Sports biologist and board member of the Estonian Anti-Doping Agency (EADA) Kristjan Port has said in light of Mati Alaver's doping case that while the past can not be changed, in future it must be possible for parents to have the courage to bring their children to play sports.
"Sports is a field of activity, where maximum effort is expected. If we do not create a safe background culturally, then the athlete and coach will look for solutions not from intellectual scientific aspiration, but instead from laboratories and pharmacies - serious interventions in metabolism," Port said on ETV's "Aktuaalne kaamera" on Wednesday.
Former ski star, two-time olympic gold medalist and two-time world champion Andrus Veerpalu was also involved in the doping ring.
Port noted: "We all have an uncomfortable feeling when we are let down. We feel like we have not won medals but instead have lost them. Even if there is no proof about these medals, there is an accompanying uncomfortable feeling.
"We can not change history, but we can mould the future. For that, we must develop an understanding, at least in our own sports organization and cultural space, where we do not look at the last ten years. We can see how bad they let the situation get," he said.

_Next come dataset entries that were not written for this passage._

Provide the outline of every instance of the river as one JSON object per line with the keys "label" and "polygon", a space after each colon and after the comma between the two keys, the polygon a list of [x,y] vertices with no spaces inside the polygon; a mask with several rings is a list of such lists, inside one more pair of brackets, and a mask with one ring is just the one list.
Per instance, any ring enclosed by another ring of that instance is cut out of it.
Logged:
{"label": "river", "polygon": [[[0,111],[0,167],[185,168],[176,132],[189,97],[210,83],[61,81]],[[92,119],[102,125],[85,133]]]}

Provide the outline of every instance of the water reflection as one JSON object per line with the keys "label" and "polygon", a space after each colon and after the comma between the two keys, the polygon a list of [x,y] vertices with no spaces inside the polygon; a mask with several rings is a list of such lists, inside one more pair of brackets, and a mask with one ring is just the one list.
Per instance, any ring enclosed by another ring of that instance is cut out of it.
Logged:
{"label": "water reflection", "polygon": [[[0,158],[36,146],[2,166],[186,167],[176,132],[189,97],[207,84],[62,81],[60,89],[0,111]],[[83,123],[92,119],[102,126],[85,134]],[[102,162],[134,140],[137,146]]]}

The sports biologist added: "We do not interpret exceptions for ourselves and blame others. We should be strictest toward ourselves, only then can we guarantee that parents dare to bring their children to training sessions and that there are no coaches putting lives in danger."
He said cases like Alaver's should be investigated in detail in the future. "If as a random sample we stick our head in the environment of top-level sports and Alaver's case comes out, then we can assume there are others. Now we face the question of being ready to manage the next ones and if we are interested in uncovering them."
The goal is to develop a cultural space where cheating is of no use
The anti-doping expert said: "An athlete does not want to be a normal person, he would be average in that case. He wants to differ from the norm as much as possible and when you do not use medicines for their intended purposes and in their intended regime, there is a risk. We can find these substances here.
"For example, growth hormones are well-known for treatment but they are banned in sports because they are used in dangerous regimes and dosages. Another prominent one is the different drug candidates, meaning substances that have been proven to have an effect on metabolism but have not yet been identified or they have side effects that endanger health. If they are not yet known as medicines, then there is no test for it and therefore you should inject yourself with it. Some packaging should also have warnings of it not being for human use. Those substances have also come out in the process of collecting evidence," Port explained.
He continued: "Every medicine comes with a risk, monitored by a doctor. But there is no monitoring done here. Or rather, in some cases, a doctor like Mark Schmidt is monitoring but it is criminal activities toward the athletes and Schmidt is accused of endangering peoples' health. Our Mati Alaver case has no such accusation due to lack of evidence."
Alaver's actions were not as random as he initially stated. "Court files show systematic, consistent and thought-out actions which are not just having a number and you should call it. There were communications with the German doctor (Mark Schmidt - ed.) and our own athletes - about what they should do, which substances they should take and in which regime. He set all that up for athletes and they react and comment on what happens. It is an image created that it was just random advice - go see him, perhaps he can give better advice than I can. It was complete deception of the people," Port said.
Are Estonian sports cleaner now? "After each crisis, people get themselves together and try to be better. We did not use the last scandal. The current crisis has shocked many parties and the depth of disappointment and mistrust is so great, crossing it needs many correct steps to be taken," the sports biologist concluded.